Don’t Waste Maine attempted to get the rule change included in a piece of legislation last year, but was ultimately unsuccessful. Due to the rule’s projected impact on ReEnergy and the state’s overall waste system, it was removed from the legislation during the committee process.

According to Maine Sen. Nate Libby, D-Lewiston, the rule change would’ve turned the state’s waste hierarchy “upside down.”

Instead, the group is now petitioning the Maine DEP, but the process has been hobbled by COVID-19.

The proposed change would redefine Maine waste as waste generated in Maine, and would add definitions of environmental justice and equal protections for citizens adversely affected by waste facilities across the state.

A public hearing has not yet been set, but the Board of Environmental Protection is accepting public comment regarding the proposed rule changes.

Officials from ReEnergy told the Sun Journal they would not be able to operate the Lewiston facility without receiving material from out of state, resulting in a loss of some 50 jobs.

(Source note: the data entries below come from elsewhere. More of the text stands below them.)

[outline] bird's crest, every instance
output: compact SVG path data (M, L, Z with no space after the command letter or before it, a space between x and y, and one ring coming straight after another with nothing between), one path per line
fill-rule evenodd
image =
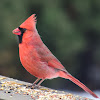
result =
M32 14L29 18L27 18L21 25L21 28L26 28L28 30L34 30L36 26L36 17L35 14Z

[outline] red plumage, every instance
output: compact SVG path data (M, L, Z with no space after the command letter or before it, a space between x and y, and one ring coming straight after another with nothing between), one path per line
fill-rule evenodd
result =
M39 81L40 85L45 79L62 77L69 79L92 96L98 98L89 88L83 83L70 75L61 62L51 53L51 51L42 42L36 30L35 14L31 15L18 28L13 30L13 33L19 37L19 56L24 68Z

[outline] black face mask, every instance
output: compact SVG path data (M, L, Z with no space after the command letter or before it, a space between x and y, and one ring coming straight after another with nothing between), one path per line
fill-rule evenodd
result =
M21 31L21 35L18 35L19 43L22 43L23 34L26 31L26 29L21 27L18 27L18 29Z

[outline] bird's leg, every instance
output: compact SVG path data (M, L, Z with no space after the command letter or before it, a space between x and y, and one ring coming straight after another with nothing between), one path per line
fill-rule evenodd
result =
M39 80L40 80L40 78L36 79L35 82L33 83L33 85L35 85Z
M42 79L38 84L37 84L37 87L40 86L40 84L44 81L45 79Z

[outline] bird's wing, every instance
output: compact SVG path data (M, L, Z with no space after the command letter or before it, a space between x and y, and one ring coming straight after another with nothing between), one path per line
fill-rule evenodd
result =
M40 60L46 62L48 66L55 69L67 72L61 62L51 53L51 51L46 47L46 45L41 45L37 50Z
M52 59L50 61L48 61L48 65L50 67L53 67L55 69L67 72L67 70L64 68L64 66L58 61L58 59Z

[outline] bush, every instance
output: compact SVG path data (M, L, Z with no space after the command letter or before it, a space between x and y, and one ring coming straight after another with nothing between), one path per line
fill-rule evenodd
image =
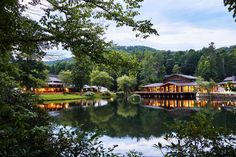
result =
M141 102L141 96L138 94L133 94L131 96L128 97L128 101L131 104L140 104Z
M94 98L96 96L96 94L94 92L86 92L85 96Z

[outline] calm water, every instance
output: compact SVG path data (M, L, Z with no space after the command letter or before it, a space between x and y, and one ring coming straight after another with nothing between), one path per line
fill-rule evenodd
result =
M123 100L79 100L71 103L41 104L62 125L80 126L86 131L102 131L105 147L119 145L115 152L129 150L143 152L145 156L161 156L153 148L165 142L164 133L175 119L188 119L200 110L214 112L216 126L230 128L236 133L236 101L158 100L145 99L141 105Z

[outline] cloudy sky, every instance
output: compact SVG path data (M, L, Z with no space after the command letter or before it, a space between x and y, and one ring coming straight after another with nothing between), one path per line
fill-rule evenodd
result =
M28 16L38 20L43 13L37 10L31 8ZM138 18L152 19L160 36L140 39L130 28L116 28L111 24L105 37L118 45L144 45L173 51L201 49L210 42L217 48L236 44L236 22L223 0L144 0ZM50 51L63 58L71 54L58 49Z
M107 38L119 45L145 45L161 50L201 49L236 44L236 22L223 0L144 0L140 17L152 19L160 36L135 38L129 28L110 27Z

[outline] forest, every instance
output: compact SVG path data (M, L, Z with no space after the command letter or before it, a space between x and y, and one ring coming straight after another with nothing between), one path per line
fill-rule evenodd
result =
M109 61L109 64L106 62ZM46 62L50 74L70 73L70 82L77 87L93 84L94 71L105 72L113 80L127 75L136 80L137 88L161 82L164 75L172 73L201 76L205 80L222 81L236 75L236 46L215 48L210 43L201 50L164 51L145 46L115 46L104 54L102 62L89 58L69 58ZM68 79L67 79L68 80ZM104 84L106 86L106 84ZM117 90L116 82L109 86Z

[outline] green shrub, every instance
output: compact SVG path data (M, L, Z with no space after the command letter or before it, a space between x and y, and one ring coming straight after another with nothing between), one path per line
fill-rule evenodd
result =
M87 97L95 97L96 94L94 92L86 92L85 96L87 96Z
M133 94L128 97L128 102L131 104L139 104L141 102L141 96L138 94Z
M125 96L125 92L123 91L116 92L116 96L117 98L123 98Z
M106 92L103 92L101 94L103 97L111 97L112 96L112 93L110 91L106 91Z

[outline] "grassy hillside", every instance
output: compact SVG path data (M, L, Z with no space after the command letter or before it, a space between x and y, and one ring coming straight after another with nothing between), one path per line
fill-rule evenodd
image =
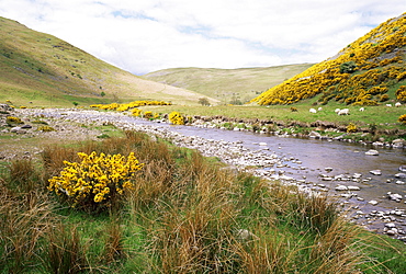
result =
M329 101L377 105L406 101L406 13L387 20L336 56L273 87L253 101L292 104L322 93Z
M313 64L269 68L172 68L143 76L145 79L196 91L224 103L247 102L267 89L301 73Z
M201 96L140 79L12 20L0 18L0 102L72 106L149 99L196 104Z

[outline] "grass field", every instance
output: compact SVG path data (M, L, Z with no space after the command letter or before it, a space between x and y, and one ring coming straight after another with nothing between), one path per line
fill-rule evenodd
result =
M173 68L142 76L144 79L195 91L202 96L246 103L261 92L301 73L312 64L275 66L269 68Z
M93 210L97 205L71 208L66 196L46 189L64 160L91 151L134 151L144 163L131 179L135 189L105 212ZM406 267L402 242L348 222L329 197L236 173L138 133L48 146L38 161L11 161L0 187L3 273L404 273Z
M317 102L317 96L312 100L306 100L293 105L219 105L219 106L144 106L145 111L153 111L156 113L170 113L172 111L181 112L184 115L202 115L216 116L222 115L226 117L236 118L258 118L283 121L286 124L292 121L312 123L316 121L331 122L337 125L347 126L349 123L356 124L359 128L376 127L380 130L398 129L406 130L406 126L397 119L401 115L406 113L405 105L401 107L365 106L364 112L360 112L360 106L348 106L338 103L329 103L328 105L314 106ZM292 112L291 107L295 107L297 112ZM317 113L309 113L309 109L322 107ZM349 109L350 115L337 115L336 109Z

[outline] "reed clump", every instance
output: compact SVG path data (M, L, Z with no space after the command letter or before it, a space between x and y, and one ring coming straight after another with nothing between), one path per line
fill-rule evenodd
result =
M64 161L92 151L134 153L144 164L109 210L72 208L45 186ZM31 180L33 187L15 189L16 163L0 181L2 272L380 273L391 261L369 258L371 235L340 216L330 197L144 134L47 147L42 164L24 164L18 184ZM29 176L38 169L41 176Z

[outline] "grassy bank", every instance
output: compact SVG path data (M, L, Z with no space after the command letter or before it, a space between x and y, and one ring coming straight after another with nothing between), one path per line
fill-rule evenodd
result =
M346 221L332 199L266 182L144 134L46 147L0 180L2 273L403 273L405 246ZM77 152L144 164L105 210L46 186ZM65 197L65 198L64 198ZM113 203L112 203L113 204ZM94 205L94 203L93 203Z
M393 138L406 138L406 125L398 122L401 115L405 114L405 106L387 107L386 105L366 106L364 111L360 111L360 106L348 106L338 103L329 103L328 105L314 106L317 98L304 101L293 105L218 105L218 106L147 106L143 111L151 111L155 113L170 113L178 111L185 116L224 116L229 118L240 119L264 119L275 123L281 123L285 127L295 127L301 125L307 127L307 130L314 130L317 126L313 126L314 122L327 122L334 127L346 128L350 123L357 126L356 133L362 132L377 133L382 136L392 135ZM309 109L322 107L317 113L311 113ZM349 109L350 115L337 115L336 109ZM292 125L292 126L290 126ZM323 134L324 129L320 130ZM328 134L326 132L326 134ZM357 134L356 134L357 135ZM373 136L380 137L380 136Z

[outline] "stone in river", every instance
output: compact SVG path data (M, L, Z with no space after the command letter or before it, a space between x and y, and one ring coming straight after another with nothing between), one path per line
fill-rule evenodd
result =
M395 178L405 179L406 178L406 173L397 173L397 174L395 174Z
M348 187L346 185L338 185L336 186L336 191L348 191Z
M371 205L377 205L379 203L377 203L377 201L375 201L375 199L371 199L370 202L368 202L369 204L371 204Z
M349 191L360 191L361 189L360 189L359 186L349 185L349 186L348 186L348 190L349 190Z
M371 170L370 173L374 175L382 175L381 170Z
M370 149L365 152L365 155L370 155L370 156L379 156L380 152L375 149Z

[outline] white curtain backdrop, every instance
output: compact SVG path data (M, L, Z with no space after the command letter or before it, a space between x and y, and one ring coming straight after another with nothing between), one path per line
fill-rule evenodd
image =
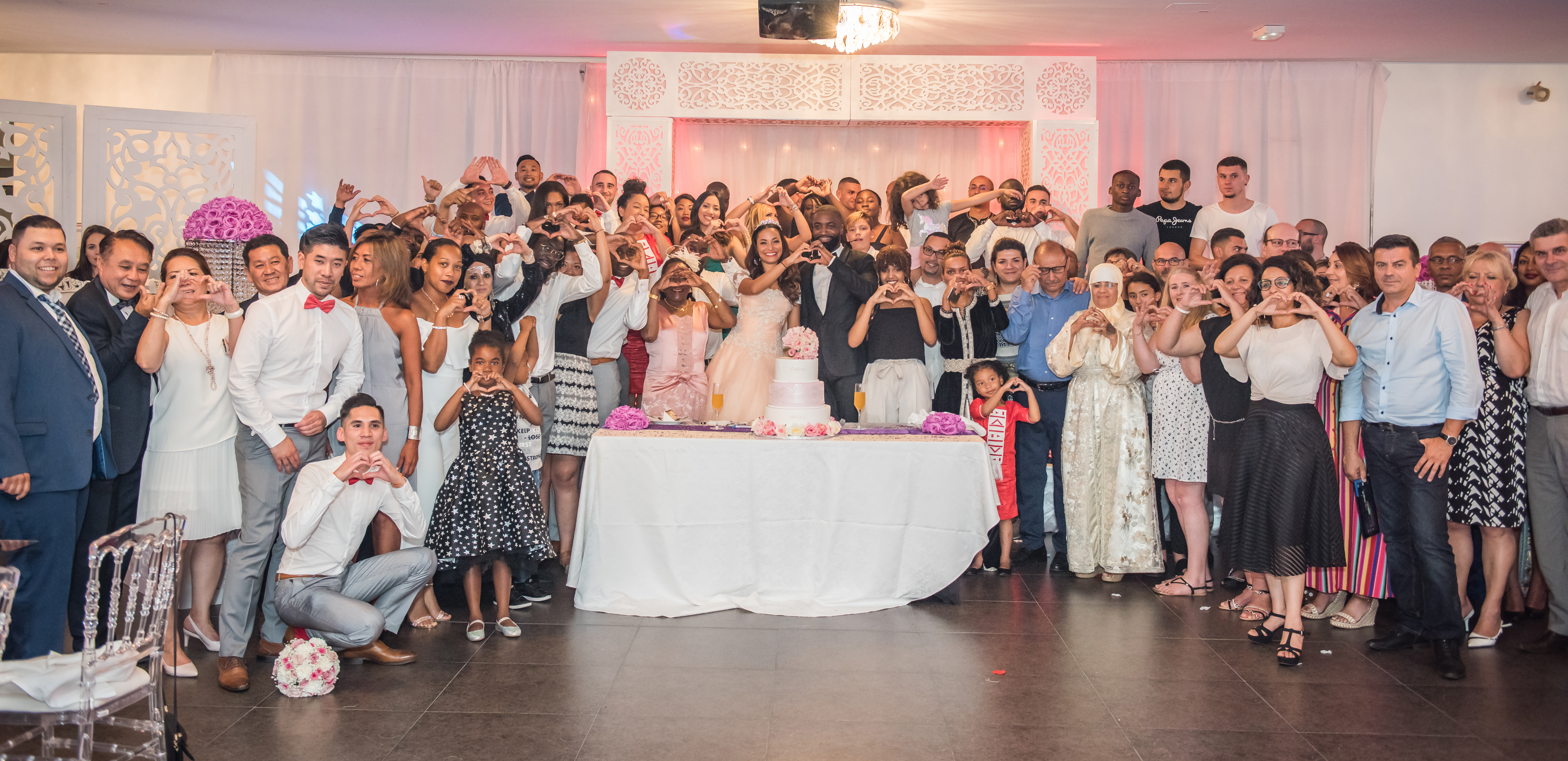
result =
M456 180L475 155L572 174L585 66L216 53L210 110L256 117L252 197L292 240L326 219L339 179L406 210L420 175Z
M1320 219L1330 247L1366 244L1386 77L1369 61L1101 61L1099 188L1132 169L1138 204L1152 202L1160 164L1181 158L1192 166L1187 199L1207 205L1218 200L1215 164L1237 155L1248 197L1281 221Z
M840 177L855 177L883 196L886 211L887 183L908 171L947 175L949 199L967 196L977 174L993 182L1018 177L1022 135L1021 125L793 127L676 119L674 186L696 196L720 180L731 199L743 199L786 177L826 177L834 188Z

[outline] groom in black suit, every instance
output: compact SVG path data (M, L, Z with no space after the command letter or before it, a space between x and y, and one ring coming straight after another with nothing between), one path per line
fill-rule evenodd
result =
M800 266L800 324L817 334L817 377L833 417L859 423L855 384L866 374L866 343L850 348L850 327L877 293L877 266L870 254L844 244L844 216L834 207L812 211L811 235Z
M141 453L147 448L147 423L152 418L152 376L136 365L136 344L157 304L157 296L143 290L152 268L152 241L136 230L118 230L103 238L100 251L97 277L66 304L103 363L116 473L114 478L88 482L88 512L77 534L71 564L71 603L66 608L71 642L77 651L82 651L83 642L88 546L121 526L136 523ZM103 582L108 581L105 568ZM107 606L100 604L99 609L100 615L107 615Z

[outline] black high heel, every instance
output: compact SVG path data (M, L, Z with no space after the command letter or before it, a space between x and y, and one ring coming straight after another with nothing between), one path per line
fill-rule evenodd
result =
M1284 629L1284 628L1279 631L1284 633L1284 639L1279 640L1279 650L1284 650L1286 653L1289 653L1289 656L1275 653L1275 659L1279 661L1279 665L1301 665L1301 648L1290 647L1289 642L1290 642L1290 634L1300 634L1301 644L1306 645L1306 633L1300 629Z
M1254 645L1273 644L1275 637L1278 637L1279 633L1283 631L1283 629L1270 629L1269 619L1279 619L1283 622L1284 615L1270 612L1267 617L1264 617L1264 620L1258 622L1258 626L1253 626L1251 631L1247 633L1247 639L1250 639Z

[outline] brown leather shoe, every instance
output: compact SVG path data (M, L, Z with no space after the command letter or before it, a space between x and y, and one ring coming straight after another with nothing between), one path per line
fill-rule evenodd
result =
M414 662L414 659L419 658L419 655L409 650L394 650L386 642L376 639L372 640L368 645L359 645L343 650L342 653L337 653L337 658L343 661L362 658L365 661L381 665L403 665Z
M218 659L218 686L229 692L251 689L251 672L245 667L243 658L223 656Z

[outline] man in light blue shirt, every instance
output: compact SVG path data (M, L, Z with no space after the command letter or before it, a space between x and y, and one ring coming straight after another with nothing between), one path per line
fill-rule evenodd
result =
M1389 589L1399 601L1399 626L1367 645L1405 650L1430 639L1438 675L1463 680L1447 467L1460 431L1480 407L1480 363L1465 304L1416 288L1419 257L1403 235L1372 244L1372 274L1383 294L1350 319L1358 355L1339 404L1341 459L1345 474L1372 490Z
M1079 291L1079 293L1074 293ZM1040 423L1019 421L1013 442L1018 470L1018 528L1024 537L1024 557L1018 562L1046 559L1046 456L1052 453L1051 473L1055 476L1052 509L1057 532L1052 537L1057 559L1051 570L1068 570L1066 514L1062 509L1062 421L1068 412L1068 382L1046 366L1046 346L1062 332L1074 313L1088 308L1088 293L1082 280L1068 283L1068 252L1055 241L1035 247L1035 260L1024 268L1022 283L1013 291L1007 307L1007 329L1002 338L1018 344L1018 374L1035 387Z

“We need a certain volume of material to make it economically viable,” said Greg Leahey, president of ReEnergy’s waste services division.

“If ReEnergy shuts down, it then has a ripple effect on other parts of the waste disposal and recycling chain,” Libby said. “These issues showed that if you pulled at the yarn, the larger system starts unraveling.”

Libby said Maine has been sending its waste to other New England states to be processed as well, and that the idea of closing off the state to reciprocal arrangements didn’t sit well with legislators.

ReEnergy Holdings, which owns the processing facility on Alfred Plourde Parkway in Lewiston, takes in materials from construction and demolition and converts a large portion to wood chips, which are sold to biomass power plants and other facilities in New England and Quebec.

However, the leftover material is sent to Juniper Ridge.

According to an annual report submitted to the Maine DEP, ReEnergy took in 235,650 tons of CDD in 2019. Roughly 21,800 tons originated in Maine.

Of that number, the report states 136,600 tons of CDD “fines” (a dirt-like material left after processing) ended up at Juniper Ridge, which uses the material for shaping and grading the landfill.

Leahey said that without the material from Lewiston, the state would have to purchase virgin soil to use as “daily top cover” for the landfill.

LD 401, “An Act To Preserve State Landfill Capacity and Promote Recycling,” was signed into law in March.

Spencer argues LD 401 was “co-opted and changed to benefit the waste industry, notably Casella and ReEnergy,” and that his group has struggled to glean more information on how Juniper Ridge operates.

Casella Waste Systems owned ReEnergy’s Lewiston site, formerly KTI Biofuels, until 2013. A subsidiary of Casella also operates Juniper Ridge for the state.

Leahey said ReEnergy was one of several stakeholders that worked through an 18-month process on the legislation “that met everyone’s goals.”

“We feel very strongly that the unanimous support from the (Environment and Natural Resources Committee) is an example that it was beneficial for all stakeholders,” he said.

He said as part of the process, ReEnergy also committed to spending $2 million on new technology that would lead to more material being recycled.

For Lewiston, its relationship with ReEnergy is beneficial.

ReEnergy’s annual lease payment for its property in the city-owned industrial park is about $35,000 annually. It pays $44,923 in real estate taxes, $12,155 in personal property taxes, and Lewiston receives a reimbursement from the state for $28,245 for their tax-exempt eligible equipment.

According to former City Administrator Ed Barrett, ReEnergy also takes up to a certain tonnage of the city’s CDD at no cost, saving the city roughly $90 per ton.

“This credit has been particularly helpful as we have demolished over 70 buildings since 2010,” Barrett said. “We consider ReEnergy an important part of our overall solid waste management system, which is one of the most cost effective in the state.”

No material from ReEnergy goes into Lewiston’s landfill.

No timeline has been set yet by the Board of Environmental Protection for the rule change, but the public comment period has been extended.